Nous vous notifions donc par la présente votre licenciement immédiat, motivé par la gravité des faits suivants:
Suite à une réclamation client (M, [V]), votre Directeur d’agence a informé le service DRC-FFD que le client affirmait ne pas être le signataire de l’offre de crédit.

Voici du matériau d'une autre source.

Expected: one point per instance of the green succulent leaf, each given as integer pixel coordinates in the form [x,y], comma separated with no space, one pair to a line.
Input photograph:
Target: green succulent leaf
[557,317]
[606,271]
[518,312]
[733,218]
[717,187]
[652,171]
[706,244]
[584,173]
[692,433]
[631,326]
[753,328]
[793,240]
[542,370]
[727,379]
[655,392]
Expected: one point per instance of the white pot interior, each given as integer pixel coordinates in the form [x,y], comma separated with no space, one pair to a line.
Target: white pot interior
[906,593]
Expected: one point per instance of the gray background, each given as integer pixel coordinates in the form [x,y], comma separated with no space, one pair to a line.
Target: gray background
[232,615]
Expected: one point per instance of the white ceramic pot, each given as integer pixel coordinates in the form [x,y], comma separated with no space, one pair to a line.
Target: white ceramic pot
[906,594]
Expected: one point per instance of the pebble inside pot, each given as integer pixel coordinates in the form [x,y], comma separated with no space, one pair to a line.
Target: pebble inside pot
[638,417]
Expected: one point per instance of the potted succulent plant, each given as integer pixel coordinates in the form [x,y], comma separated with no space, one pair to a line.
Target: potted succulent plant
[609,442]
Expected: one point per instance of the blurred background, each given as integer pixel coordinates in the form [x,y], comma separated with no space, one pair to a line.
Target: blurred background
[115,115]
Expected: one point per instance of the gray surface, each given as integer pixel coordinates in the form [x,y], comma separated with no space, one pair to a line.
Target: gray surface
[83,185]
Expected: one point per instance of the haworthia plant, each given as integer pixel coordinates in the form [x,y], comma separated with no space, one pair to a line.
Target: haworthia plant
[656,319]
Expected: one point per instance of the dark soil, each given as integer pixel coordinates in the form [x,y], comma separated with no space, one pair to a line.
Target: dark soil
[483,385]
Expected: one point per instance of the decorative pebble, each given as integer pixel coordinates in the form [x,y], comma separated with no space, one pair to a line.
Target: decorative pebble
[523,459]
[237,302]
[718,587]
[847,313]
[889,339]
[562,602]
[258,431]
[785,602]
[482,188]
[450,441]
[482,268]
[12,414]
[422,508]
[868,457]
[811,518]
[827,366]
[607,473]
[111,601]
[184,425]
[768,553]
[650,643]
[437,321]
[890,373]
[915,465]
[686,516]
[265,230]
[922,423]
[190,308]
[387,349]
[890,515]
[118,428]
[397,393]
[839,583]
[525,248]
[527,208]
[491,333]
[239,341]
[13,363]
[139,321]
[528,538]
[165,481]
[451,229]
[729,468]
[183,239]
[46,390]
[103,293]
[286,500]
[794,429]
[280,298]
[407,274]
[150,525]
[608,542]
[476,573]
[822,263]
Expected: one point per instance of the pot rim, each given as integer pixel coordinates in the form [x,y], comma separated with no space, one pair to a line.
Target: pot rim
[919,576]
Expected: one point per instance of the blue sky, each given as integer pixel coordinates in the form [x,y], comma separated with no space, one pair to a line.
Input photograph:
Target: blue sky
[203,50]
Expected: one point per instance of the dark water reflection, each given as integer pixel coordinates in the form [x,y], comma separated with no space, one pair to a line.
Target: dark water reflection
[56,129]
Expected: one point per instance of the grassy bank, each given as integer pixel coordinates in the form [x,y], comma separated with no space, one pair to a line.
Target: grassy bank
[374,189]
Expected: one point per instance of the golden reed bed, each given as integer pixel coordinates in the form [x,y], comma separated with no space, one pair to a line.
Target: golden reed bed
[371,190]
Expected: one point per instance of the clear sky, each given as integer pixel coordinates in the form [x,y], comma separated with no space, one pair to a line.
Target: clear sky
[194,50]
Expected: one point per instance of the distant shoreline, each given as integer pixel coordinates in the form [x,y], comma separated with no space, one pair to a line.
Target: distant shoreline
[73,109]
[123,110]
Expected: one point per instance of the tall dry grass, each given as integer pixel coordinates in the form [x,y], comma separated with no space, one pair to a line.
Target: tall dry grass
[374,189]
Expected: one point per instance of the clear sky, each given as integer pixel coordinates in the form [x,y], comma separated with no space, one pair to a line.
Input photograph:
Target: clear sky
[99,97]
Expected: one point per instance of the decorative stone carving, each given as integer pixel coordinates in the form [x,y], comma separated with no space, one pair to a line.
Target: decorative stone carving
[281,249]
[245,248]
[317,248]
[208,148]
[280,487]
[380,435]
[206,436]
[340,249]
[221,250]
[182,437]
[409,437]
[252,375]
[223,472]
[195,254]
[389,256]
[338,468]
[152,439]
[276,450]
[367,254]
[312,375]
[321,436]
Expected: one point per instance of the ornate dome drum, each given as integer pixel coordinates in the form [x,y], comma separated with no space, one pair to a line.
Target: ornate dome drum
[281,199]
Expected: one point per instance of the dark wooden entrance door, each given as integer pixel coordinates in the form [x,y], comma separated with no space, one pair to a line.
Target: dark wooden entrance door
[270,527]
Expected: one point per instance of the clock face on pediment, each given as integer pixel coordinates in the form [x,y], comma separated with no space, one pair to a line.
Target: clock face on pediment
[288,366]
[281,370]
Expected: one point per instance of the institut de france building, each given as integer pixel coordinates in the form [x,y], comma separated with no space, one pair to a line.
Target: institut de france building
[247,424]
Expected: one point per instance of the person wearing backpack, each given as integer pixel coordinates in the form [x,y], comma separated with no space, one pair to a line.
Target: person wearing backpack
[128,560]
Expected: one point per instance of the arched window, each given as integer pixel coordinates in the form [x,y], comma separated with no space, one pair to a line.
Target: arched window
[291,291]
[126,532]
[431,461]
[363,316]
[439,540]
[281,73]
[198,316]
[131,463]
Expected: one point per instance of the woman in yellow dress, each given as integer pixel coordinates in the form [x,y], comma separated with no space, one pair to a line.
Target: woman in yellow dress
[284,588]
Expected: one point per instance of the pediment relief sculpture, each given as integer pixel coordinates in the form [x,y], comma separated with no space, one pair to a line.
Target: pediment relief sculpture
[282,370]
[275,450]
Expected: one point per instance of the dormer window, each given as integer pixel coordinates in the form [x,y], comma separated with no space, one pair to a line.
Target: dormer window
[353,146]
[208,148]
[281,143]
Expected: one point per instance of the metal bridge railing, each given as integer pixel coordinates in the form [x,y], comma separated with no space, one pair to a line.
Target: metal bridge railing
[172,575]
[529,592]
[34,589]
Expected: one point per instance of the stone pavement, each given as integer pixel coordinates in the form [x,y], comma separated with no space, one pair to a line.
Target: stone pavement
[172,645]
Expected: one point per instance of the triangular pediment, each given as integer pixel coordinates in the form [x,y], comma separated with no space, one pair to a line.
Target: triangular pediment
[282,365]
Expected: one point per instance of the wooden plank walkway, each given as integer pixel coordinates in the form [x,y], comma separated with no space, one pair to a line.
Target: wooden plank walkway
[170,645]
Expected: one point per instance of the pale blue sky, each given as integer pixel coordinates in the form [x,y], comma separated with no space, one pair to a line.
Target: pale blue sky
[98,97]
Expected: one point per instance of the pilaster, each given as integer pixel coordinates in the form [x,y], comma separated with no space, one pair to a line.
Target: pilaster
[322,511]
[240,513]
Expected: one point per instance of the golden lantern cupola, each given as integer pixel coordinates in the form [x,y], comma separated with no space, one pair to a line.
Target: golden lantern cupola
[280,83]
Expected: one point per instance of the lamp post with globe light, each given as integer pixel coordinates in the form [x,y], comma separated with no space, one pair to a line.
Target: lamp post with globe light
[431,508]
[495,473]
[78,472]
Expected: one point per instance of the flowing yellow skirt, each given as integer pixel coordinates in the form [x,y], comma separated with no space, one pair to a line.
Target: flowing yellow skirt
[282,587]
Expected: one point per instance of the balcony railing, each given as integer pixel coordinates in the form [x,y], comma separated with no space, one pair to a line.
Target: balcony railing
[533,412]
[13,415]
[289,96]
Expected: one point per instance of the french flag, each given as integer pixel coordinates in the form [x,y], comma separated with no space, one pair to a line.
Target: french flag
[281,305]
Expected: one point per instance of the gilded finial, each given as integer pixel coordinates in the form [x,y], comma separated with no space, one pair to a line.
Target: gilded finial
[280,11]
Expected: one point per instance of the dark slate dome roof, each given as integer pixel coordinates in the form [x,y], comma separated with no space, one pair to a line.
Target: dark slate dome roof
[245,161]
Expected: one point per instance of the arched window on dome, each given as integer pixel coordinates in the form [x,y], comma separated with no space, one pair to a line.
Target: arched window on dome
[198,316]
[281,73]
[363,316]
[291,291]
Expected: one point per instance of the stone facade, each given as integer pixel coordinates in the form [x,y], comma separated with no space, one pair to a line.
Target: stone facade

Il ressort des investigations menées que le prêt n" 10001377146, instruit par vous le 12 octobre 2019, a été édité dans Green le 23 octobre à 10h33 et le retour signature a été saisi comme ayant eu lieu le même jour à 10h47, soit 14 mn plus tard, Ces 2 opérations sont réalisées sous votre matricule.
Or, le 29 octobre, le client, inquiet de ne pas voir son prêt débloqué, se rend à l’agence de [Localité 6] où il est reçu par le Directeur, Monsieur [M] [E]. C’est dans ce cadre que le client apprend qu’il aurait signé le contrat de prêt le 23 octobre ce qui lui était impossible puisqu’il n’était pas présent dans le département à cette date.
Interrogée par DRC-FFD, vous avez confirmé avoir édité les offres de prêt, puis les avoir déposées dans une bannette dans votre bureau avant de sortir. Vous avez nié les avoir signées et vous avez indiqué ignorer qui pouvait l’avoir fait, tout en orientant les Investigations sur 2 de vos collègues.
Lors de la remise du courrier de convocation à entretien préalable, vous avez persisté à nier avoir signé l’offre de prêt mais vous avez reconnu y avoir indiqué, de votre main, la date et le lieu.
Vous avez confirmé ce dernier point lors de l’entretien préalable au cours duquel vous avez précisé:
— Avoir informé par mail votre manager d’une anomalie concernant ce dossier
— avoir reçu le client avant même que votre manager le reçoive.
Or, après vérification de votre boîte mail, il apparaît clairement que vous n’avez pas envoyé ce de mail à votre manager concernant ce dossier avant son entretien du 29 octobre avec le client.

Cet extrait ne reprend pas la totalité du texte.